Esse nível de corrupção e abuso é especialmente relevante porque o plano de Trump é usar grande parte dos gastos com infraestrutura com empresas privadas no que chama de parceria público-privadas.
Após o Katrina, os ataques a indivíduos vulneráveis, feitos em nome da reconstrução e do socorro, não pararam por aí. Para compensar as dezenas de bilhões de dólares gastos nos pagamentos dos contratos com empresas privadas, em novembro de 2005, o Congresso (controlado pelo Partido Republicano) anunciou que precisava cortar US$ 40 bilhões do orçamento federal.
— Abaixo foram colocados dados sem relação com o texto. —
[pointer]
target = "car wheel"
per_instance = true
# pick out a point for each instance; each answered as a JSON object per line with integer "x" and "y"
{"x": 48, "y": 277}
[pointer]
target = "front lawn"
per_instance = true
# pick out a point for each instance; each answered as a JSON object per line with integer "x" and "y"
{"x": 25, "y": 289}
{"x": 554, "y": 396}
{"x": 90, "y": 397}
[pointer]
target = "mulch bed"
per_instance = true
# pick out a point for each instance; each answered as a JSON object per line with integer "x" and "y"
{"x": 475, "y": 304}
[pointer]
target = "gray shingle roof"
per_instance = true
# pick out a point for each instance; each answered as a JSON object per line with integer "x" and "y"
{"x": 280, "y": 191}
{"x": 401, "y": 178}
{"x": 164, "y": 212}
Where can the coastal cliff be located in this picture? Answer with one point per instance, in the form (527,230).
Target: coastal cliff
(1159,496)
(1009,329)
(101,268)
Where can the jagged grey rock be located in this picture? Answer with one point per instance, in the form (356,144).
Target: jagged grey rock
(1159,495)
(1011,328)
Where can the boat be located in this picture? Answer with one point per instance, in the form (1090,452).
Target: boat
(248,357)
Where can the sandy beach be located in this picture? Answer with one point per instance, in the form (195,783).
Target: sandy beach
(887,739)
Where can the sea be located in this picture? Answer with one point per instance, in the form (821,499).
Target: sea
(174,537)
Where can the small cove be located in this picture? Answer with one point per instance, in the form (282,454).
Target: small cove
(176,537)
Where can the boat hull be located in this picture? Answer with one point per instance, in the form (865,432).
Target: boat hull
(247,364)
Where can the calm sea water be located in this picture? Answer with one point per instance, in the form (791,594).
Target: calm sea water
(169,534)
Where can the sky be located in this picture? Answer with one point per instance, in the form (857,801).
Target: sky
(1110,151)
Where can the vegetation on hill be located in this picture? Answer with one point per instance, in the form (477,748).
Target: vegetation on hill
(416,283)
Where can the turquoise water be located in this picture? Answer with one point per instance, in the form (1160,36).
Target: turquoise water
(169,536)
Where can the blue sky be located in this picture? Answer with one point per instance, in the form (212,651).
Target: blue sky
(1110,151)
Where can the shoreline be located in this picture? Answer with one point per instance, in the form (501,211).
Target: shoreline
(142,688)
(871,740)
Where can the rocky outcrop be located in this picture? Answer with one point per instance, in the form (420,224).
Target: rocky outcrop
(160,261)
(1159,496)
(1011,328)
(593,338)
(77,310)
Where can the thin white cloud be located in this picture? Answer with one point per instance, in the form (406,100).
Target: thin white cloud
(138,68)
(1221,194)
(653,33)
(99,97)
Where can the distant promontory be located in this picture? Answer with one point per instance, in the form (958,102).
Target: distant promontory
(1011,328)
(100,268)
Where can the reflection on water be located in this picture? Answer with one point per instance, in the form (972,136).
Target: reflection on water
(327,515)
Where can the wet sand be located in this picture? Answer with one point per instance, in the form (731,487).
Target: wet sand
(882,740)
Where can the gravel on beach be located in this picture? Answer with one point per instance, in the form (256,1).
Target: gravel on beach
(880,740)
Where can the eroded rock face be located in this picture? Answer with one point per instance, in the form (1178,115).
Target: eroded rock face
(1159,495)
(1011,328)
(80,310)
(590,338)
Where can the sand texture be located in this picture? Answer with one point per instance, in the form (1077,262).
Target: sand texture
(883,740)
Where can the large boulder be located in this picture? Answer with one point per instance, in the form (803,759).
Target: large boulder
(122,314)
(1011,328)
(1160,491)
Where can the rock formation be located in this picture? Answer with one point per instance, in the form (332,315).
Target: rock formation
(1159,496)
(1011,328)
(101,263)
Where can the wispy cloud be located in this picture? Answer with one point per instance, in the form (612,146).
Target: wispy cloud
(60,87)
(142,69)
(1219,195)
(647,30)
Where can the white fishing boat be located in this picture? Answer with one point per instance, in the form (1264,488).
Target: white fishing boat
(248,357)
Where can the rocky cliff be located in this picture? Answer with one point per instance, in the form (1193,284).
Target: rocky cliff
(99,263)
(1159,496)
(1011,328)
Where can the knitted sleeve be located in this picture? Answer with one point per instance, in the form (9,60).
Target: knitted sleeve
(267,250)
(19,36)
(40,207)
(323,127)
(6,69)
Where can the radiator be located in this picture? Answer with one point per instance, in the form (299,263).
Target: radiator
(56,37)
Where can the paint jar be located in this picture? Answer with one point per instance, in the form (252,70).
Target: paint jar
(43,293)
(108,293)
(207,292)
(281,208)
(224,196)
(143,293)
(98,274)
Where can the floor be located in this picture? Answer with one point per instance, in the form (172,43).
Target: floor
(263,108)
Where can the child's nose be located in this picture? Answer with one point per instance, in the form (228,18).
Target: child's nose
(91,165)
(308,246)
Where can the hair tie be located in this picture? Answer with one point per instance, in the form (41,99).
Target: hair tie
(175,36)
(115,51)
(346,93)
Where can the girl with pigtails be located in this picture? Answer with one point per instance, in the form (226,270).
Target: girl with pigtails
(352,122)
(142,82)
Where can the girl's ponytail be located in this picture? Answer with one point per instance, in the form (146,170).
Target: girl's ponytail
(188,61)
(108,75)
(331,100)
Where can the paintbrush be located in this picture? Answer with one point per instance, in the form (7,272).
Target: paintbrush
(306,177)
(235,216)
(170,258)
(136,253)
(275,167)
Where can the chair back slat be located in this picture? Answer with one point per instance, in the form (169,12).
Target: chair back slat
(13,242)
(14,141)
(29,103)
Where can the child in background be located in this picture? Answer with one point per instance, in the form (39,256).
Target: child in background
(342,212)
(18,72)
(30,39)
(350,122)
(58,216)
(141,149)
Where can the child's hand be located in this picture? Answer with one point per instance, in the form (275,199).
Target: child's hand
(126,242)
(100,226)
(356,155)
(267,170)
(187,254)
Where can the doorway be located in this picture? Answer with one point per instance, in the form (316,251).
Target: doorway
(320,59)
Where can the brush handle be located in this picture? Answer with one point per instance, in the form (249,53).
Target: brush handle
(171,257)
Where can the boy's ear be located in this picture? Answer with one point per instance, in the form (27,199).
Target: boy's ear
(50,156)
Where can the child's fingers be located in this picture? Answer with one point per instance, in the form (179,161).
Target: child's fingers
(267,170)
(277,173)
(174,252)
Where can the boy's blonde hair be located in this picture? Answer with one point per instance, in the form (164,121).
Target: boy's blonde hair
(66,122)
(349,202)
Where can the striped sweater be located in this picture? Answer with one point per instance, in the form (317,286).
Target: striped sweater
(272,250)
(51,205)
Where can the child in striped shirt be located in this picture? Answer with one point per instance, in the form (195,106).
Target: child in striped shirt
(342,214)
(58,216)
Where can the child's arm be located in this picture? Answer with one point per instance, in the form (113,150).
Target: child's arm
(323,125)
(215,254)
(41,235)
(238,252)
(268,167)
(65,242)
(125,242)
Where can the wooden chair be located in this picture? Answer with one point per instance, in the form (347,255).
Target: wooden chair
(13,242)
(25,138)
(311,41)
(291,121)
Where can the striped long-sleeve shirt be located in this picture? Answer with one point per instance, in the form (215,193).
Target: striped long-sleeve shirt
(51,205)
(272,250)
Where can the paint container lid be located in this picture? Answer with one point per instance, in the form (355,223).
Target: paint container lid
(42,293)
Entre os programas que foram cortados estavam empréstimos a estudantes, o programa de saúde Medicaid e vale-alimentos. Em outras palavras, os americanos mais pobres subsidiaram a bonança dos empreiteiros duas vezes. Primeiro, quando o socorro às vítimas do Katrina se transformou em benesses corporativas, sem criar empregos decentes nem prover serviços públicos. Segundo, quando os poucos programas que ajudavam desempregados e pobres por todo o país foram cortados para pagar as contas superfaturadas.
Esse é o modelo do capitalismo do desastre que se alinha perfeitamente ao histórico de Trump como homem de negócios.
Trump e Pence chegam ao poder no momento em que esse tipo de desastre, como os tornados fatais que acabaram de atingir o sudeste americano, chegam de forma veloz e furiosa. Trump já declarou que os Estados Unidos são uma zona de desastre permanente. E os choques vão continuar a aumentar, graças às políticas imprudentes que foram prometidas em campanha.
O Katrina mostra que esse governo tentará explorar todos os desastres para faturar o máximo possível. Melhor nos prepararmos.
Trechos desse artigo são adaptações do livro: A Doutrina do Choque: A Ascensão do Capitalismo do Desastre.